In v1: the audit table is written to from day one, but the developer-facing query API and culvii audit command are on the roadmap. Operators can read the log via the Console.

3. Human in the loop, in the workflow

Human approvals are not a sticky note next to your code. They are a primitive — gate() — inside the workflow itself.

gate('go-no-go', {
  condition: (state) => state.assessment.recommendation !== 'GO',
  message: (state) => `Approve to proceed with ${state.projectId}`,
})

When a workflow hits a gate(), the engine pauses the run and emits an item to the operator's Inbox in the Console. An operator approves or rejects. The engine resumes from where it paused.

The gate could pause for thirty seconds or thirty days; the engine's persistent state model handles it the same way.

This is not the same thing as "the agent will email someone for approval." That requires the agent to be honest about asking. gate() is part of the workflow; it cannot be skipped by the agent.

See Human in the loop.

4. Operator surface, separately designed

Most frameworks build a developer surface and assume operators will figure out their own tooling. We don't. The Console is built for operators as a primary persona — the people who manage agents at runtime, approve gates, review the audit log, and answer compliance questions.

This isn't a "developer dashboard with extra tabs." Operators have a different mental model from developers. They don't care what code is in vendorAnalyst.ts; they care which agent is running, which version, with what permissions, and what it's done in the last 24 hours.

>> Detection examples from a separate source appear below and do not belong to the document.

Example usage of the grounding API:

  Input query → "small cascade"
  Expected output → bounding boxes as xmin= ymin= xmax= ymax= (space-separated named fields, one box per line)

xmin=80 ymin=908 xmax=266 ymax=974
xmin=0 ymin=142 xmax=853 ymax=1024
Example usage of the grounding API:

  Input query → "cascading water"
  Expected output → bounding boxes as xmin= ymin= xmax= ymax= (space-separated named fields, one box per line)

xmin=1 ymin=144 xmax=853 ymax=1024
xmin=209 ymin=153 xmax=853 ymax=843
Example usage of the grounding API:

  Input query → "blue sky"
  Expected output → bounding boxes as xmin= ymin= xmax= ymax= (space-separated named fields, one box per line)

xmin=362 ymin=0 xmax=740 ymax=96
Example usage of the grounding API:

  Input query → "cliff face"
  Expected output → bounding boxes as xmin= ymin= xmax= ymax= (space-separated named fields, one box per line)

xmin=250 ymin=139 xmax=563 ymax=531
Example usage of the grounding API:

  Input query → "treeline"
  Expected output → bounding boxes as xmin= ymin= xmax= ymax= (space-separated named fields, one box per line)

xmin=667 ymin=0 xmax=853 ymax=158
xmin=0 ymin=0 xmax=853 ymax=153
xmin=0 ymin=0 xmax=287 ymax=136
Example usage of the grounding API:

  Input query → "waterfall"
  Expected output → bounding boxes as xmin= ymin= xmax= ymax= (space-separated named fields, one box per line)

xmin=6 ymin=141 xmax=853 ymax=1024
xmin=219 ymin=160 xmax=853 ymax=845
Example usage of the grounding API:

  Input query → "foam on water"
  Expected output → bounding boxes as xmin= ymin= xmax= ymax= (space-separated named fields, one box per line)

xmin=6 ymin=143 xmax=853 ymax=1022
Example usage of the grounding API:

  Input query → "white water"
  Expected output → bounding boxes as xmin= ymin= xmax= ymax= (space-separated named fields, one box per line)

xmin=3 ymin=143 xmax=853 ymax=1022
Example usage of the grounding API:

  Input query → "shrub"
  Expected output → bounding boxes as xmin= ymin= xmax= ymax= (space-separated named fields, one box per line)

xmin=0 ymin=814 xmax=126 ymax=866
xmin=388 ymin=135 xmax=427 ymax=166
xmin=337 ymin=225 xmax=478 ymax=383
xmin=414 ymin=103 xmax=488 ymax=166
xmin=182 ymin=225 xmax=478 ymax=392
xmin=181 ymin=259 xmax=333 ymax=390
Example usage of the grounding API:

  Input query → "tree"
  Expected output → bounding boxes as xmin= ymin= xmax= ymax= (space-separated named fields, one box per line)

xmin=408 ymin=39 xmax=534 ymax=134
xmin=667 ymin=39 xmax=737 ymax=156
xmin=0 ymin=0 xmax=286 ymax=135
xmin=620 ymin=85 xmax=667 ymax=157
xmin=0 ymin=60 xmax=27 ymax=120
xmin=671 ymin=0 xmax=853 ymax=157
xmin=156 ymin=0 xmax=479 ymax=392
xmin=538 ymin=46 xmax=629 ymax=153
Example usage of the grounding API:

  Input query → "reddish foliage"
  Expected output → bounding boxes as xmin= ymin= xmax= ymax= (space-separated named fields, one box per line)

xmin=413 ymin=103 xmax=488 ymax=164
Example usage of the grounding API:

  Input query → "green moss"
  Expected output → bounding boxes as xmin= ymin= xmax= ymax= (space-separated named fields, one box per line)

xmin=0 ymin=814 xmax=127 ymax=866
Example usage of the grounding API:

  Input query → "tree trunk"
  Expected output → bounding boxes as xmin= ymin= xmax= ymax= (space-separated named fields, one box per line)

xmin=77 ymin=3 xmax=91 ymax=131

The Operator's Guide covers this surface in full.

What we don't do

Worth being clear about:

  • We don't make claims of compliance. Culvii is built in a way that supports compliance work — SOC 2, ISO 27001, EU AI Act high-risk obligations — but compliance is your organization's process, not a feature you turn on.
  • We don't replace your IAM. Tenant identity, SSO, and human user management federate to your existing IdP (Google in v1; SSO via Cognito federation on the roadmap).
  • We don't pretend governance is free. Adding human approvals to a workflow slows it down. Audit logs grow. Identity-per-agent means more state. We think the cost is worth it; you should evaluate that for yourself.

Why "primitive" and not "feature"

The word matters. A feature is a flag you flip — turn on logging, configure an approval webhook, add an audit middleware. A primitive is part of the type system; you cannot build the rest of the SDK without it being there.

Governance as a feature means: the framework runs the agent; you bolt on the audit. If you forget, no audit. If a third-party plugin doesn't emit events, gap in audit. If the framework's runtime crashes mid-run, partial audit.

Governance as a primitive means: the engine writes the audit; the SDK can't bypass it; the agent's identity is tied to the run from the moment it's created. If you want to disable any of it, you do so explicitly — and that disable is itself audited.

That's the architectural commitment behind the product, and it's where Culvii is opinionated whether you want it to be or not.

When governance gets in your way

We're aware that for a 10-line proof-of-concept, this all feels like overhead. It is. Culvii is not built for the 10-line PoC; it's built for the 10,000-line production system that needs to survive an internal audit.

If you're early in your journey, prototyping fast in something lighter and migrating later is a reasonable plan. We'd rather you reach for Culvii when the governance properties matter than fight them when they don't.